Arfat's answer is correct.

I want to add the following part from the docs about the host, which should make things even more clear. https://istio.io/latest/docs/reference/config/networking/virtual-service/#VirtualService

[...] Note for Kubernetes users: When short names are used (e.g. “reviews” instead of “reviews.default.svc.cluster.local”), Istio will interpret the short name based on the namespace of the rule, not the service. A rule in the “default” namespace containing a host “reviews” will be interpreted as “reviews.default.svc.cluster.local”, irrespective of the actual namespace associated with the reviews service. To avoid potential misconfigurations, it is recommended to always use fully qualified domain names over short names.

So when you write host: app-service and the VirtualService is in the default namespace, the host is interpreted as app-service.default.svc.cluster.local, which is the FQDN of the kubernetes service. If the app-service is in another namespace, say dev, you need to set the host as host: app-service.dev.svc.cluster.local.

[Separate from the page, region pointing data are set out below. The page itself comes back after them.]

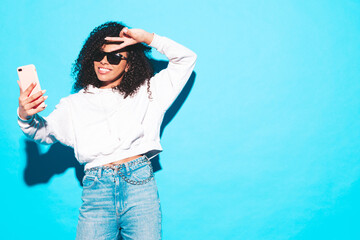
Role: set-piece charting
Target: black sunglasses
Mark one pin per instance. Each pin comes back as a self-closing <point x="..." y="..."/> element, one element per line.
<point x="113" y="58"/>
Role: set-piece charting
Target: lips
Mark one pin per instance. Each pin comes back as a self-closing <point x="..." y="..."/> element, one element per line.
<point x="103" y="70"/>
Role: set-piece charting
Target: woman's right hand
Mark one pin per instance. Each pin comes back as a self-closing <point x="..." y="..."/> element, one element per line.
<point x="30" y="105"/>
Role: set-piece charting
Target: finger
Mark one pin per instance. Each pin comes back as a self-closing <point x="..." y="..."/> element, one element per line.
<point x="28" y="91"/>
<point x="115" y="39"/>
<point x="33" y="97"/>
<point x="38" y="109"/>
<point x="36" y="103"/>
<point x="21" y="90"/>
<point x="127" y="32"/>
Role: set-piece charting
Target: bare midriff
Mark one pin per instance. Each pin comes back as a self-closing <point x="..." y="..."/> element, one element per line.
<point x="123" y="161"/>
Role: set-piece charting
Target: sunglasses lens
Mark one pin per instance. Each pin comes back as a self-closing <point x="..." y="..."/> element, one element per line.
<point x="114" y="58"/>
<point x="98" y="56"/>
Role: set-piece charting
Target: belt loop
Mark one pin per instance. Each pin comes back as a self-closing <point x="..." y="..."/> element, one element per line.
<point x="99" y="172"/>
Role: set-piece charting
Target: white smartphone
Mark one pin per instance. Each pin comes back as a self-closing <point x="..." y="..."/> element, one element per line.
<point x="27" y="75"/>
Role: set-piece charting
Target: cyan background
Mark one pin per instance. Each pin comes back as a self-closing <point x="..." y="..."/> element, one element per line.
<point x="266" y="145"/>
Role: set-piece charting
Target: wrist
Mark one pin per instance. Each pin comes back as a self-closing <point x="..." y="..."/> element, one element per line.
<point x="148" y="38"/>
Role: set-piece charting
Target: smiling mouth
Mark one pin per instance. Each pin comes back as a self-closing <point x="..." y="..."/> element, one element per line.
<point x="103" y="70"/>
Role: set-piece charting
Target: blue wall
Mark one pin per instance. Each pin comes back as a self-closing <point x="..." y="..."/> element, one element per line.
<point x="265" y="146"/>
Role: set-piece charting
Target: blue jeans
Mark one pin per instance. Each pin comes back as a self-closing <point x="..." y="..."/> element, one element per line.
<point x="120" y="203"/>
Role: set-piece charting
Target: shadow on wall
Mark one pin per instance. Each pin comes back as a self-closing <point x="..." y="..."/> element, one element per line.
<point x="40" y="168"/>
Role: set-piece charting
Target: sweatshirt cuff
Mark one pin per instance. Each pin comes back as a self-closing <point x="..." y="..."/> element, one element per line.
<point x="155" y="43"/>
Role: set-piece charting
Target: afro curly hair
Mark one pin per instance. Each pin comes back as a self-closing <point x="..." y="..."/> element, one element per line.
<point x="139" y="72"/>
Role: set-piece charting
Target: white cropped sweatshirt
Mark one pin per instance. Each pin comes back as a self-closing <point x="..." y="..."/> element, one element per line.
<point x="103" y="127"/>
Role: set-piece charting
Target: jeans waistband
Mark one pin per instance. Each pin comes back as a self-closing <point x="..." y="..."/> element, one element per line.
<point x="124" y="167"/>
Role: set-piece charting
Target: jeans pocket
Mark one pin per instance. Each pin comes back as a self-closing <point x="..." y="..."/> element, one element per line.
<point x="141" y="175"/>
<point x="89" y="181"/>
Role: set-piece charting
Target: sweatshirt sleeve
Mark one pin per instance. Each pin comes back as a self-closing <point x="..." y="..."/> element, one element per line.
<point x="55" y="127"/>
<point x="168" y="83"/>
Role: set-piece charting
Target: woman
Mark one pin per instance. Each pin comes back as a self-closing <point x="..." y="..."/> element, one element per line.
<point x="113" y="124"/>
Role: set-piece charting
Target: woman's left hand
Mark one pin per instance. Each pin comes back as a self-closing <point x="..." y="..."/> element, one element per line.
<point x="129" y="37"/>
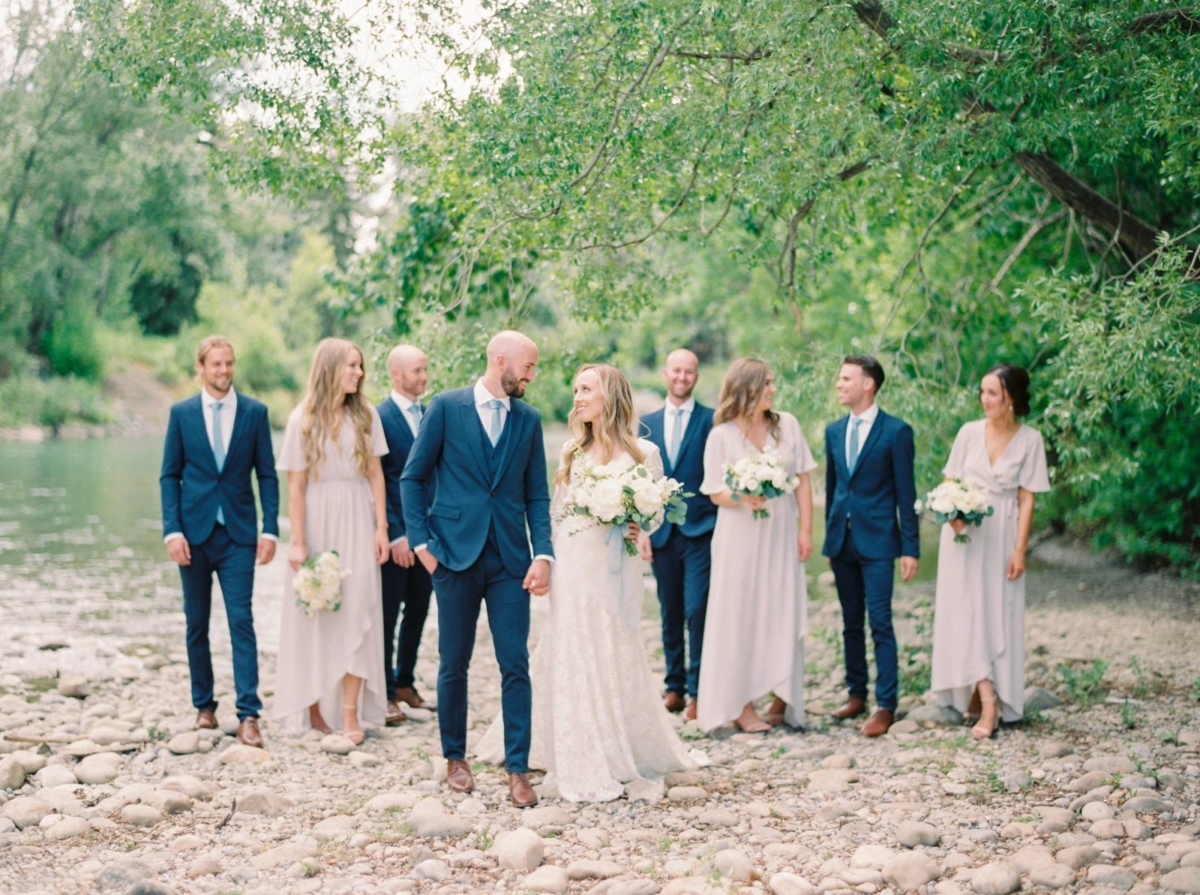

Same goes for DestinationRule, where the FQDN of a kubernetes service is defined as host, as well. https://istio.io/latest/docs/reference/config/networking/destination-rule/#DestinationRule

VirtualService and DestinationRule are configured for a host. Both are an abstraction for configuring Envoy running as the istio gateway/sidecar. The VirtualService defines where the traffic should go (eg host, weights for different versions, ...) and the DestinationRule defines, how the traffic should be handled, (eg load balancing algorithm and how are the versions defined.

So traffic is not routed like this

Gateway -> VirtualService -> DestinationRule -> Service -> Pod, but like

Gateway -> Service, considering the config from VirtualService and DestinationRule.